How to escape from these restrictions?
First of all, we must ensure not to touch the baseaddress of the code segment register. This will keep us in the 0xFFFF0000 address space. We can ensure this by using branches only instead of jumps. So the opcode at the reset vector must be nothing else than a branch command! The next step depends on the used chipset. Does it open the gate A20 after reset? If yes, we must close it prior switching to Linear Flat Mode.
- loading a Global Descriptor Table
- activating the pm bit in the CCR0 register
- reloading of the code segment register (with a far jump)
This only requires a small amount of code. So we can shrink the pain of the real mode to only a very small part of our whole program.
Everything becomes easy when we are reaching the Linear Flat Mode. No more hardware pain, no more toolchain pain. Why Linear Flat Mode and not Protected Mode? Most people call this operation mode Protected Mode, when they switch the CPU to its native 32bit operation mode in this way. But it's only a Linear Flat Mode, as there is no protection at all. Its more like a 32 bit real mode. There is no address translation, no paging and no protection
The Linear Flat Mode
When all segment registers uses the same baseaddress and limits, it is called the Linear Flat Mode. Advantages:
- no limits in the 4GiB address space
- everything is allowed
- no access restrictions to RAM and I/O
- clear and easy to understand source code, no "tricks" required to access space above 1MiB
- no protection if someone is working with a NULL or invalid pointer
- no protection if any accessed address is invalid
- as everything is allowed, everything could work against you
- no protection of stack overflow
There is still one pain after entering the Linear Falt Mode: The lack of system RAM. This issue will be addressed by the Cache As RAM solution. See below.
The Toolchain Pain and how to solve it
It seems modern toolchains handle the Real Mode opcode generation in a correct manner. But they do not really support Real Mode sections across all parts of the toolchain. The flaw is the linker: You can't link Real Mode sections (means 16 bit), if they contain unresolved symbols (the direction doesn't matter).
But you can link every Real Mode section if it does not contain any unresolved symbols! So to solve the toolchain pain we only must avoid unresolved symbols in our Real Mode sections! As we control their content this is a way to go.
To avoid unresolved symbols we must use fixed addresses in our commands that refer external symbols when we use it in a common way. To ensure that fixed addresses are working correctly at runtime, this forces a special layout in our ROM image.

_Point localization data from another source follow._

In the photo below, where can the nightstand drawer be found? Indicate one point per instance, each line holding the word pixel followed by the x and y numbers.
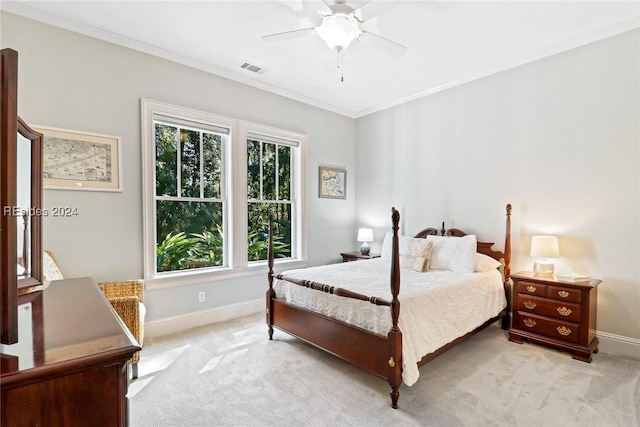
pixel 564 294
pixel 531 288
pixel 547 307
pixel 565 331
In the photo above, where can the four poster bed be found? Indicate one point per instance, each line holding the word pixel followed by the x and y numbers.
pixel 457 295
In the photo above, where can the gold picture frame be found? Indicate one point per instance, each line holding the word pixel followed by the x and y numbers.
pixel 332 183
pixel 76 160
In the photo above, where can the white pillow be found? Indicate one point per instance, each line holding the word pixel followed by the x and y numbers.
pixel 417 256
pixel 406 245
pixel 485 263
pixel 453 253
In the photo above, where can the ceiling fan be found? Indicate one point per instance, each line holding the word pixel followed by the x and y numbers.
pixel 339 24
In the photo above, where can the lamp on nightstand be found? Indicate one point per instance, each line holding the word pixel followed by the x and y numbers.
pixel 365 235
pixel 544 247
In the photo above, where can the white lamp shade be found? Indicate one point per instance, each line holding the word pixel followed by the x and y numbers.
pixel 365 235
pixel 338 30
pixel 544 247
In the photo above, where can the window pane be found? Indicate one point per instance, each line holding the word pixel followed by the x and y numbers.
pixel 253 169
pixel 258 238
pixel 189 235
pixel 284 172
pixel 212 168
pixel 190 158
pixel 268 171
pixel 166 165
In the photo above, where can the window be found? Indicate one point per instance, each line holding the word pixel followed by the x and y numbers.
pixel 209 184
pixel 269 191
pixel 189 195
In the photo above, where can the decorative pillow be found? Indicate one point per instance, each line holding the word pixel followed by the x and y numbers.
pixel 453 253
pixel 414 253
pixel 386 246
pixel 417 256
pixel 485 263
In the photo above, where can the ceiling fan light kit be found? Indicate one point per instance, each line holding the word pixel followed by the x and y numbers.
pixel 339 28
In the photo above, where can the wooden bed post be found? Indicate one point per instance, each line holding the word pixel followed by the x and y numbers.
pixel 271 294
pixel 507 269
pixel 395 335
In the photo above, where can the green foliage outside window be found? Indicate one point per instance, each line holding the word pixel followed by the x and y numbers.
pixel 268 191
pixel 189 208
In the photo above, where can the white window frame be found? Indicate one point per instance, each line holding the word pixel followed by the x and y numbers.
pixel 235 206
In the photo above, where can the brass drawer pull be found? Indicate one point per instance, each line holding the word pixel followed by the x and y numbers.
pixel 563 330
pixel 564 311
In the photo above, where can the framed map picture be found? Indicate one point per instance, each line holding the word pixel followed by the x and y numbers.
pixel 74 160
pixel 333 183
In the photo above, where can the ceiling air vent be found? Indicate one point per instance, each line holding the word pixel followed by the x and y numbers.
pixel 253 68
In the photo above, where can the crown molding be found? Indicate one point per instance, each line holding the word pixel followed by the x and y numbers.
pixel 604 33
pixel 70 25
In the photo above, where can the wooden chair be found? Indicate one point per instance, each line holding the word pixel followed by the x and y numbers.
pixel 126 297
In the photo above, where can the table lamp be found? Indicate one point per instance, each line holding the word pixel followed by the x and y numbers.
pixel 365 235
pixel 544 247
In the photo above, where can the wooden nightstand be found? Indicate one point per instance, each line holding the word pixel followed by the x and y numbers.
pixel 355 256
pixel 555 313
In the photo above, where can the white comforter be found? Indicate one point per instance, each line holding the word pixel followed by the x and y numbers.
pixel 436 307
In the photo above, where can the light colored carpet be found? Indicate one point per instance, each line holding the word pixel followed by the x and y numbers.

All we need are four fixed addresses, and the correct code at these points:
- reset vector
- the program code to load the GDT and switch to Linear Flat Mode
- the Global Descriptor Table for Linear Flat Mode
- the program code entered in Linear Flat Mode
The first two of this list are realmode sections we need special handling for, the last two are allready 32 bit section, we can link and use as expected.